Parlare di strategie di sviluppo richiede una necessaria precisazione concettuale. Una conclusione,
che generalmente si dà per scontata, è la coincidenza tra i concetti di sviluppo e di crescita del
sistema aziendale. Molto spesso, infatti, per sviluppo s'intende lo sviluppo dimensionale, cioè un
fatto prevalentemente quantitativo o di variazione del volume corrente di attività. In realtà, esso
può essere definito (nella sua accezione filosofica di "movimento verso il meglio") come un
processo soprattutto qualitativo ovvero di evoluzione dei rapporti tra l'impresa e l'ambiente, a cui
di solito (ma non automaticamente) si accompagna un ampliamento della struttura organizzativa.
Non è detto, infatti, che tutte le imprese perseguano la finalità della crescita, in quanto un
aumento significativo della dimensione operativa genera una serie di problemi di ordine gestionale
e organizzativo.
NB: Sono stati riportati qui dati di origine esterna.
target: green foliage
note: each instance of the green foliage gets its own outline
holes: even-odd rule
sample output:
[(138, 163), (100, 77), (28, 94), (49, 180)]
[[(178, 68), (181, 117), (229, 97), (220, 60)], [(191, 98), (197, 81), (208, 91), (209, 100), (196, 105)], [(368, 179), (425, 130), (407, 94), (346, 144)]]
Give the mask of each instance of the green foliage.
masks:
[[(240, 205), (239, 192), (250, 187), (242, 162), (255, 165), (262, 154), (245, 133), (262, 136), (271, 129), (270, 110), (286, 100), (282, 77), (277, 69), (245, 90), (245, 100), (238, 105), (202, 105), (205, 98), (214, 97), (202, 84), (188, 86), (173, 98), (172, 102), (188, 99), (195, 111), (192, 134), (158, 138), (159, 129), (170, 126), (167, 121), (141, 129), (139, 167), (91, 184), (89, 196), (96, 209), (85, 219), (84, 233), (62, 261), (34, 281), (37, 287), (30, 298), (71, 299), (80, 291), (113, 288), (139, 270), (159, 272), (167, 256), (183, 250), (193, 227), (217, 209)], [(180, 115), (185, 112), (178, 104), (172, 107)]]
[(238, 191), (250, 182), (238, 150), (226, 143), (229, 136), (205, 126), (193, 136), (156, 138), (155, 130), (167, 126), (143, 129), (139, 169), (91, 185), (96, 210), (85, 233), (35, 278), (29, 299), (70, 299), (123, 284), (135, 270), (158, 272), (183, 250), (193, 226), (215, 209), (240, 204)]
Dunque, in conclusione, si può affermare che la crescita dovrebbe comportare lo
sviluppo, ma non è sempre vero il contrario. Ciò vale soprattutto per le imprese di non piccola
dimensione, nelle quali il realizzarsi di un processo del genere rappresenta, spesso, una condizione
di garanzia della sopravvivenza dell'organizzazione nel lungo periodo. Il continuo dilatarsi dei
mercati e l'accentuarsi della lotta concorrenziale possono portare, infatti, ad una perdita di forza
e, solitamente ad un peggioramento della redditività gestionale. Lo sviluppo dimensionale appare,
perciò, un connotato fisiologico degli organismi più sani, in quanto consente di adeguare il volume
dell'attività aziendale alle potenzialità della struttura, all'evoluzione dell'ambiente esterno, con il
fine di migliorare, nel tempo, l'equilibrio nei confronti del mercato. Obiettivi di fondo dello
sviluppo dimensionale sono, pertanto, l'ottimizzazione dell'uso delle risorse aziendali e
l'acquisizione di un peso contrattuale crescente nei confronti dei consumatori, dei concorrenti, dei
fornitori, dei distributori, ecc.

I percorsi di sviluppo: la formulazione della strategia complessiva.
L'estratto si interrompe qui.